FULL TRANSCRIPT OF KREWSON'S ANNOUNCEMENT BELOW
"So this past weekend, you may know this, I had a birthday, probably saw it on Facebook. Birthdays are good. And of course, they also make you think about the future. What comes next? I am now pushing 70.
So after a lot of thinking and a lot of discussion with my family, I have decided to retire in April and not file to run for reelection this coming Monday. I've spent twenty three years as an elected official in the city. Serving as mayor during these past four years has been far and away the biggest honor of my life. It's the people who have made it so great, the people of St. Louis and the thousands of great people who work for our city.
Twenty five years ago, I was living what I thought was my best life. I was married to a great guy. I had two little kids, 2 and 5 years old. My husband was an architect. I was a CFO of an international design firm. Then in the blink of an eye, our lives changed forever. A young man with a gun shot and killed my husband in an attempted carjacking.
As we all returned home from a trip to Target, lots of folks suggested that we move. But I knew that taking my kids away from the great neighbors that we had their playmates and their school was not the best move for our family. We stayed and a couple of years later, I decided to try and make our neighborhood better. I was lucky enough to get elected alderwoman of the 28th ward. During two decades on the Board of Aldermen, we made hard decisions that helped the city recover from two recessions, and I encouraged economic development and job growth in the 20th Ward and across the city. I took on Big Tobacco, passing the law that banned indoor smoking.

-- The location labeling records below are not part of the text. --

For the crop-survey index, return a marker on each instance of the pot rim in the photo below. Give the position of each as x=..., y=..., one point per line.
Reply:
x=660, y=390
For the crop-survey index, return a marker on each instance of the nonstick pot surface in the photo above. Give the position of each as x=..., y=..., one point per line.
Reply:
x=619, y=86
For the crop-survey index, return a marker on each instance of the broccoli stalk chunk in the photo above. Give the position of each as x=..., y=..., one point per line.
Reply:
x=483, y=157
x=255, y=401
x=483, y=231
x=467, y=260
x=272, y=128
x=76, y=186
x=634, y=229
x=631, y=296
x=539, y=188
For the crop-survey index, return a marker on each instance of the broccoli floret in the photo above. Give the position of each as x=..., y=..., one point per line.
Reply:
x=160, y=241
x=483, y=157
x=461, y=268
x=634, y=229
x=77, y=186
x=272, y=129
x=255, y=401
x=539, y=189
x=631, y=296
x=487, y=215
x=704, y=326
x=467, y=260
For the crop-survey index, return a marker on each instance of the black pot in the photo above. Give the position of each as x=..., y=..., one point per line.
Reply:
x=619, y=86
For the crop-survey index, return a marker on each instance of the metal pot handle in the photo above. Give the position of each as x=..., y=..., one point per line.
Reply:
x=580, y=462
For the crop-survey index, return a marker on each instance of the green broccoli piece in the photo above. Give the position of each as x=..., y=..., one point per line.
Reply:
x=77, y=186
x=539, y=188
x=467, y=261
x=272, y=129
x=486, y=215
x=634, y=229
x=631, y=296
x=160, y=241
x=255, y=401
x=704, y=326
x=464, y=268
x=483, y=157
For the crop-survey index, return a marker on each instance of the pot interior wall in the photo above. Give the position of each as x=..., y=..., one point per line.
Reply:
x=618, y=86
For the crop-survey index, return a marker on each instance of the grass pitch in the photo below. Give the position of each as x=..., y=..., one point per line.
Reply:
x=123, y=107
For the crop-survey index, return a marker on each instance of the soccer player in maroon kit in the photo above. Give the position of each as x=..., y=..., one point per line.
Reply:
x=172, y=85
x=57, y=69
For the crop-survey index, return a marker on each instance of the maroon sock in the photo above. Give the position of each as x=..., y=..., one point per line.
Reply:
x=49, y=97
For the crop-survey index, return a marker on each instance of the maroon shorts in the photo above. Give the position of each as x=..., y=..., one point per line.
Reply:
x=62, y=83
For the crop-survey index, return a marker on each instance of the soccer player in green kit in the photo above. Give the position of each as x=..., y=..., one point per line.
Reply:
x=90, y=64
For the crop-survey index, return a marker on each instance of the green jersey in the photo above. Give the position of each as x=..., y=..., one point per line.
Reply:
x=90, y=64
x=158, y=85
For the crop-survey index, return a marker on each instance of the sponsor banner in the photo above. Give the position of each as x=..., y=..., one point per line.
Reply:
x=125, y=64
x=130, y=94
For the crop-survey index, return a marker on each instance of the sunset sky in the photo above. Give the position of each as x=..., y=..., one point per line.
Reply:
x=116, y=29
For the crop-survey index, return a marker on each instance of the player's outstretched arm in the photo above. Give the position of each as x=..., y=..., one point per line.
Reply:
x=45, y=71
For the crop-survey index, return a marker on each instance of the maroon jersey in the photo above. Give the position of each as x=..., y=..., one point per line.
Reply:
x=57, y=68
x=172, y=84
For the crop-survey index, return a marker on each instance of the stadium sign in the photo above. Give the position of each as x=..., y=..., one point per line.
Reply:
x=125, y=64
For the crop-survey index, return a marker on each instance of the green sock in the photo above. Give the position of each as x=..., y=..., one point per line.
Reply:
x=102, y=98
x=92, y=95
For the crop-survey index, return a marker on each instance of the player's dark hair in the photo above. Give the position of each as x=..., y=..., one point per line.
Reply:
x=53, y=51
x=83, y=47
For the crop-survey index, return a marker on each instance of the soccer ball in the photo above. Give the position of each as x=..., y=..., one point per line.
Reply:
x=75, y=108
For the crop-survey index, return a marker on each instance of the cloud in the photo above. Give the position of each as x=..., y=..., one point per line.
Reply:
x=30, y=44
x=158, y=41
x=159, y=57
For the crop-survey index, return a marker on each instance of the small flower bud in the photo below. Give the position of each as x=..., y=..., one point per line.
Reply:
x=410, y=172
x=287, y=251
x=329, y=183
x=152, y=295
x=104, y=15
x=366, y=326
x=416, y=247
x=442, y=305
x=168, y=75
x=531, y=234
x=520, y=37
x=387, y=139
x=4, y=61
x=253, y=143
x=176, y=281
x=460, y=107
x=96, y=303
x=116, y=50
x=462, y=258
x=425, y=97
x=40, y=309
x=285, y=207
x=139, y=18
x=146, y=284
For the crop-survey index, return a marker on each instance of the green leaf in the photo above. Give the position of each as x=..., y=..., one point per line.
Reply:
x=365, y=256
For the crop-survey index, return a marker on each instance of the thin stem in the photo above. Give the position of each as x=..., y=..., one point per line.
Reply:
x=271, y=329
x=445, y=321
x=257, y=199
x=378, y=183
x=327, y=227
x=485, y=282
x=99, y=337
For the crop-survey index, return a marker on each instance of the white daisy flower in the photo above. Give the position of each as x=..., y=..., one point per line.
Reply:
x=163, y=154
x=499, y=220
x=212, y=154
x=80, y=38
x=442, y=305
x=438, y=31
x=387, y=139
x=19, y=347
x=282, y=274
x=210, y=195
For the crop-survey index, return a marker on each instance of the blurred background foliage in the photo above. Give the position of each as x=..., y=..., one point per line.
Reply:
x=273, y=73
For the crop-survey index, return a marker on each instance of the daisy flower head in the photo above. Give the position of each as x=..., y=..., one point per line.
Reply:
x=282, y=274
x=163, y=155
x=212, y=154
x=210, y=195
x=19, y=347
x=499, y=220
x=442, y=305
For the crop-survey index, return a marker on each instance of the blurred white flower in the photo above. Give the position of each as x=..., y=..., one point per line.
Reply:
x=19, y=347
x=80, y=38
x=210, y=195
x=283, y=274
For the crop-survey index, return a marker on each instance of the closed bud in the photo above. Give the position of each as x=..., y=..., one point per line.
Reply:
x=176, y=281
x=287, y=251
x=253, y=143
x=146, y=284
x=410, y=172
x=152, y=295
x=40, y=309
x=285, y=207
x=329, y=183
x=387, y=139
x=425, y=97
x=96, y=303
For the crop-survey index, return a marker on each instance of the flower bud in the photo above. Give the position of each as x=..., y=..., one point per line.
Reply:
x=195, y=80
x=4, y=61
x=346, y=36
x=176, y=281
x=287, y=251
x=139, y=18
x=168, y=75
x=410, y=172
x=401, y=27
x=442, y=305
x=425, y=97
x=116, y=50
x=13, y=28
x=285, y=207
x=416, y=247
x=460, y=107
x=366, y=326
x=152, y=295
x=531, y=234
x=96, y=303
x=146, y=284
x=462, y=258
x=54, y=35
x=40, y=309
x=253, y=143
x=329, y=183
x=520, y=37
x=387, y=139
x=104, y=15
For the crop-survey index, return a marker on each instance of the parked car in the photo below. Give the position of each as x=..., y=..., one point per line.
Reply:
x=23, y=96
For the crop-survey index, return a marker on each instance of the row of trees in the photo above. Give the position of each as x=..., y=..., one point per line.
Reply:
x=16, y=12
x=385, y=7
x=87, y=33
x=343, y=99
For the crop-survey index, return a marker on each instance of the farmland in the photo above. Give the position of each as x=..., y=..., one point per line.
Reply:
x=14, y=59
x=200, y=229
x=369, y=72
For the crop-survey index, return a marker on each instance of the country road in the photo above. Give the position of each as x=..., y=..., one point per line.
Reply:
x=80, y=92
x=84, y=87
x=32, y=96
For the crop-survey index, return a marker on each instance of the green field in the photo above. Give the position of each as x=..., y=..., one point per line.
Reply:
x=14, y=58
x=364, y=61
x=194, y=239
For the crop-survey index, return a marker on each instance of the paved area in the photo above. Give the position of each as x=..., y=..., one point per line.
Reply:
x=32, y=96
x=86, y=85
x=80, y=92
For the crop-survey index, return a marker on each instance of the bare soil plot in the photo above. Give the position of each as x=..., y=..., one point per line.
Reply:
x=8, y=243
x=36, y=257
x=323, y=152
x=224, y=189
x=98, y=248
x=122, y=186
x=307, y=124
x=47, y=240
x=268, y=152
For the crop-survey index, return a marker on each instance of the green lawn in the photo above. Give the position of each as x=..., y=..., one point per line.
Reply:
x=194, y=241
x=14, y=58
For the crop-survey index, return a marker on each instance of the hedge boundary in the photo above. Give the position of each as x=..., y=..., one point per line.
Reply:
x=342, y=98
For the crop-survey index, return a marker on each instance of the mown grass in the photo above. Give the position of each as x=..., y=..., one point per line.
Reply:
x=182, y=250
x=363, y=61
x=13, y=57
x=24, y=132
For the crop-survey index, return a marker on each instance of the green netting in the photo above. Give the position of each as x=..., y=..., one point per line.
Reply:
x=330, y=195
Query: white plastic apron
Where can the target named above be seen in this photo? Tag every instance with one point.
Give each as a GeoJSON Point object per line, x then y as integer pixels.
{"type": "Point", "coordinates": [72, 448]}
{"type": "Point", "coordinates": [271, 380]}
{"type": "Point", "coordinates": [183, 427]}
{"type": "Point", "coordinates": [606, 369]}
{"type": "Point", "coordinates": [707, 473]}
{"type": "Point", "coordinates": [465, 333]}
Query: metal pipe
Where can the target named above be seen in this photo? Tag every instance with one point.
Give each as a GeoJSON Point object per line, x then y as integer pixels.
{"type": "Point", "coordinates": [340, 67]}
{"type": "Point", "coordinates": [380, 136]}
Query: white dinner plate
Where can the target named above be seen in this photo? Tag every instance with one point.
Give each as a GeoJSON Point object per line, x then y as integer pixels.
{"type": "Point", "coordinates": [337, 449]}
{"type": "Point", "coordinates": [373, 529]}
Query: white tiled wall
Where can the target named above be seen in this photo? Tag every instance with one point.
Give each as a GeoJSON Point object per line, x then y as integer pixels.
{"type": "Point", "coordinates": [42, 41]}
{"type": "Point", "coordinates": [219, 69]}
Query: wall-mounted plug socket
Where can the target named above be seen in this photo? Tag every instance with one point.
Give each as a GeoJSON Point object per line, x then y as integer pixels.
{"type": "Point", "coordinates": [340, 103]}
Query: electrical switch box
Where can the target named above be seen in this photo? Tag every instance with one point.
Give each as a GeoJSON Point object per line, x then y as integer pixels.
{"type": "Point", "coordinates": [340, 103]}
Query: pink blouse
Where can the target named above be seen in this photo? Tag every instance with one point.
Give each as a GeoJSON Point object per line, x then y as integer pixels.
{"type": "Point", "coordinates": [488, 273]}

I fought against easy access to guns and led the fight with other aldermen to reduce the size of the board. I have to say that I am so glad to have had the opportunity to serve as mayor and lead during these challenging last four years the civil unrest over the shortcomings of our criminal justice system, a racial reckoning that has been a long time in the making and the COVID pandemic hurting so many of our residents, our businesses and our city's finances.
These are tough, tough issues, and they require making tough decisions quickly with civility, determination and fairness. During COVID these last eight months, we've provided testing, PPE, rental mortgage and utility assistance and shelter for those who need it the most. And we're providing millions in direct aid to small businesses to slow their economic bleeding. Despite those challenges that I mentioned, our city still has great momentum. Over 10 billion in development either recently completed or under construction.
NGA, soccer, SSM's new hospital, cortex, Preservation Square, many apartment and housing projects. The momentum that we had before COVID is not gone. It is providing jobs today and it will provide. More jobs in the future and a new mayor will lead us forward. I love St. Louis. I'll always put it first. I'm proud of what we accomplished, but elections are about the future. I know that St. Louis, we have the talent and the heart to build a better St. Louis over my remaining term.
I will continue to focus every day and until the last day on the pandemic, the economy and the heartbreaking gun violence traumatizing way too many of our families. Over my remaining term, I will continue to focus every day until the last day on the pandemic, the economy and the heartbreaking gun violence traumatizing way too many of our families.
When a person is shot or killed on our streets, it's a gut punch to me every time. I know that feeling and I feel for those families. We, though, have invested in prevention raises for first responders, summer jobs, recreation, cure, violence, 911 diversions cops and clinicians as a city and as a region. We must come to grips with the fact that when a young person is shot in any neighborhood, it affects all of our neighborhoods.
But as I said, elections are about the future. It's my huge honor to be the first woman mayor of St. Louis. But many future mayors will be women, and the comments about pearls, hairstyles and whether it's moral to carry a purse will all fade away. I have never been more hopeful that women everywhere, including our great new vice president elect, will completely shattered that glass ceiling. I love St. Louis and I will be rooting hard for the new mayor to be successful. Thank you. I'll take your questions."